This study presents a finite element analysis (FEA) of the transient thermal response of a zirconia rack plate subjected to an applied surface heat flux of 5000 W/m² and convective cooling with a heat transfer coefficient of 10 W/(K·m²). The transient temperature evolution was analyzed over a 100s simulation period to determine thermal behavior of the system before reaching steady-state conditions. The results indicate that at t = 10s, temperatures at different locations ranged from 297.8 K to 303.35 K, demonstrating the initial heat absorption phase. By t = 50s, the maximum temperature increased to 311.5 K, while at t = 100s, it reached 318.1 K, approaching thermal equilibrium.
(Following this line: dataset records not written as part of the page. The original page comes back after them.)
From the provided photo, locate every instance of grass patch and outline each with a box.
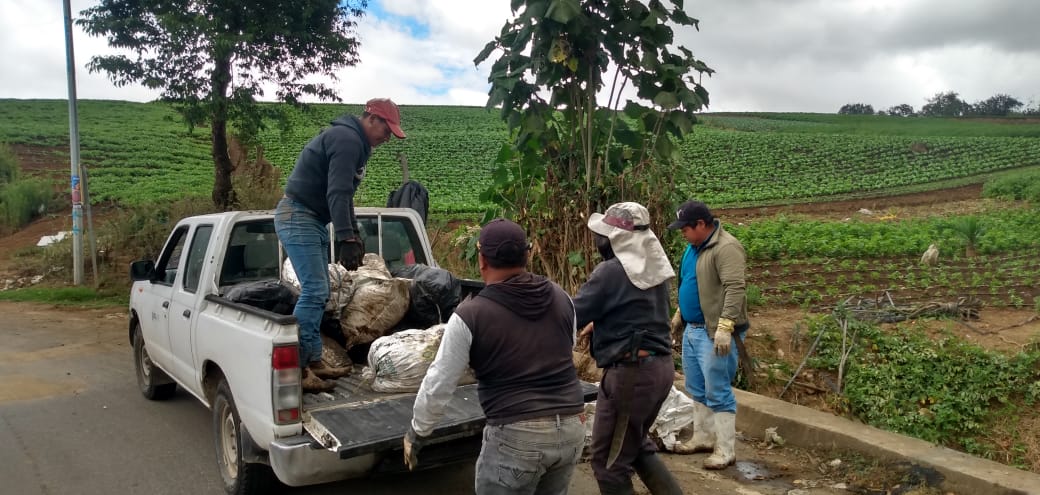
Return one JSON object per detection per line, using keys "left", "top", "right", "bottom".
{"left": 0, "top": 286, "right": 127, "bottom": 307}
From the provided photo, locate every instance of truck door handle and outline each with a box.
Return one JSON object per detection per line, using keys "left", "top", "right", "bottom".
{"left": 182, "top": 309, "right": 191, "bottom": 318}
{"left": 162, "top": 301, "right": 170, "bottom": 309}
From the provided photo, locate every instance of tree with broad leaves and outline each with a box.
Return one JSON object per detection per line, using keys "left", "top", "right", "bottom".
{"left": 475, "top": 0, "right": 712, "bottom": 290}
{"left": 78, "top": 0, "right": 368, "bottom": 210}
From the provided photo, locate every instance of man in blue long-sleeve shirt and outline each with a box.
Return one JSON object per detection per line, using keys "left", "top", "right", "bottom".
{"left": 275, "top": 98, "right": 405, "bottom": 393}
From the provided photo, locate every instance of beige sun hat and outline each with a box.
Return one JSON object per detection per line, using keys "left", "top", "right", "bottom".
{"left": 587, "top": 202, "right": 675, "bottom": 290}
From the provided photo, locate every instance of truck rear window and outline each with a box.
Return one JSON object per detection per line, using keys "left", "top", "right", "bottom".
{"left": 358, "top": 216, "right": 427, "bottom": 270}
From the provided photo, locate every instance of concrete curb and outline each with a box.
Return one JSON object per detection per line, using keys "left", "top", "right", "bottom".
{"left": 734, "top": 389, "right": 1040, "bottom": 495}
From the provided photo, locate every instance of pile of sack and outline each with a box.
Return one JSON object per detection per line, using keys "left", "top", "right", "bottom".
{"left": 277, "top": 254, "right": 466, "bottom": 391}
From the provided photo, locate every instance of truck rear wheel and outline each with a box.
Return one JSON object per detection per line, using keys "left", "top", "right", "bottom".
{"left": 132, "top": 323, "right": 176, "bottom": 400}
{"left": 213, "top": 379, "right": 275, "bottom": 495}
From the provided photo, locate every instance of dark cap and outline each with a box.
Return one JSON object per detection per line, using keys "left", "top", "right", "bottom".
{"left": 667, "top": 200, "right": 714, "bottom": 230}
{"left": 364, "top": 98, "right": 406, "bottom": 139}
{"left": 479, "top": 218, "right": 530, "bottom": 266}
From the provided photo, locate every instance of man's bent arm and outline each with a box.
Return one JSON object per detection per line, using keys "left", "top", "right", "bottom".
{"left": 410, "top": 313, "right": 473, "bottom": 437}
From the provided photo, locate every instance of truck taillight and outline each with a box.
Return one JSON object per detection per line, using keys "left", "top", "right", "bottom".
{"left": 272, "top": 344, "right": 301, "bottom": 424}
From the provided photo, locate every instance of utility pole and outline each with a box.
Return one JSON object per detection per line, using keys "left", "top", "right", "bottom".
{"left": 63, "top": 0, "right": 84, "bottom": 285}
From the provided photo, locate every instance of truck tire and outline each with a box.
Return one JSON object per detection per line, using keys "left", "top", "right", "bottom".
{"left": 132, "top": 323, "right": 177, "bottom": 400}
{"left": 213, "top": 379, "right": 275, "bottom": 495}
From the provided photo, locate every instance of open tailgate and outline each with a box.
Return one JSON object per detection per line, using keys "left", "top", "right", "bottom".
{"left": 304, "top": 381, "right": 599, "bottom": 460}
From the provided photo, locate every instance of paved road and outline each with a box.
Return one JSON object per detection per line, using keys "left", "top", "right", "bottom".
{"left": 0, "top": 303, "right": 481, "bottom": 495}
{"left": 0, "top": 302, "right": 844, "bottom": 494}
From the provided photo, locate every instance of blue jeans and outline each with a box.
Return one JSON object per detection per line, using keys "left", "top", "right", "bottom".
{"left": 274, "top": 197, "right": 329, "bottom": 366}
{"left": 475, "top": 414, "right": 585, "bottom": 495}
{"left": 682, "top": 323, "right": 742, "bottom": 413}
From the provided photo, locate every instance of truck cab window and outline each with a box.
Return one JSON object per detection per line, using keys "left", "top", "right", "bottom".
{"left": 155, "top": 226, "right": 189, "bottom": 285}
{"left": 220, "top": 220, "right": 280, "bottom": 287}
{"left": 183, "top": 225, "right": 214, "bottom": 293}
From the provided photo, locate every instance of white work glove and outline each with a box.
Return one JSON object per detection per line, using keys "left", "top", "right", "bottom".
{"left": 670, "top": 310, "right": 684, "bottom": 346}
{"left": 713, "top": 318, "right": 735, "bottom": 356}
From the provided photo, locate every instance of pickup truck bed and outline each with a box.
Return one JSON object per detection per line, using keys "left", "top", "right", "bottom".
{"left": 302, "top": 369, "right": 598, "bottom": 461}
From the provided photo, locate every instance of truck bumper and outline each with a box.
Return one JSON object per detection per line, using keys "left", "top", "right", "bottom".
{"left": 268, "top": 436, "right": 378, "bottom": 487}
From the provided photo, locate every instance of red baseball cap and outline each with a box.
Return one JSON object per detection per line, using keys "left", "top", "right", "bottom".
{"left": 364, "top": 98, "right": 406, "bottom": 139}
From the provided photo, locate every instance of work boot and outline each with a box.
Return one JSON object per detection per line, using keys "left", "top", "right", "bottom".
{"left": 596, "top": 478, "right": 634, "bottom": 495}
{"left": 674, "top": 401, "right": 715, "bottom": 454}
{"left": 301, "top": 367, "right": 336, "bottom": 393}
{"left": 703, "top": 411, "right": 736, "bottom": 469}
{"left": 633, "top": 452, "right": 683, "bottom": 494}
{"left": 309, "top": 360, "right": 351, "bottom": 380}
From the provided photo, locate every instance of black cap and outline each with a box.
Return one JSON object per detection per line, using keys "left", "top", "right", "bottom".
{"left": 667, "top": 200, "right": 714, "bottom": 230}
{"left": 479, "top": 218, "right": 530, "bottom": 266}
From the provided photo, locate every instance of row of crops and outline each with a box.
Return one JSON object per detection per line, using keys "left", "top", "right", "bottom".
{"left": 727, "top": 209, "right": 1040, "bottom": 308}
{"left": 2, "top": 100, "right": 1040, "bottom": 212}
{"left": 727, "top": 209, "right": 1040, "bottom": 259}
{"left": 750, "top": 253, "right": 1039, "bottom": 308}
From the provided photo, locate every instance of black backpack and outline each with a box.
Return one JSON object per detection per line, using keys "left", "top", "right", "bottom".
{"left": 386, "top": 179, "right": 429, "bottom": 226}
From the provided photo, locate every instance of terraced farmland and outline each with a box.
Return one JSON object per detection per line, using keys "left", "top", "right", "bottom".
{"left": 2, "top": 99, "right": 1039, "bottom": 213}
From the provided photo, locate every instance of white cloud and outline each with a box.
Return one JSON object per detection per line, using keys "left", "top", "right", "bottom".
{"left": 1, "top": 0, "right": 1037, "bottom": 112}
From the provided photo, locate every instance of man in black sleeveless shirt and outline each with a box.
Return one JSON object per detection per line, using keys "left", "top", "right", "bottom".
{"left": 406, "top": 219, "right": 585, "bottom": 494}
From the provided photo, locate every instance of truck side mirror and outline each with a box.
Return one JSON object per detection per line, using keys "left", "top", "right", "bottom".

The temperature rise slowed down after 70s, suggesting a transition towards steady-state. The spatial temperature distribution showed that regions near the heat flux source exhibited higher temperatures, while areas near perforations experienced localized cooling, with temperature drops of up to ~20 K. The study also compared transient results with steady-state conditions, revealing that steady-state peak temperatures were significantly higher (452.3 K) and required additional time to be fully reached. These findings provide insights into the thermal performance of zirconia ceramics, contributing to their application in high-temperature environments where thermal management and equilibrium time are critical factors.

Keywords: Finite element analysis, Zirconia, Transient.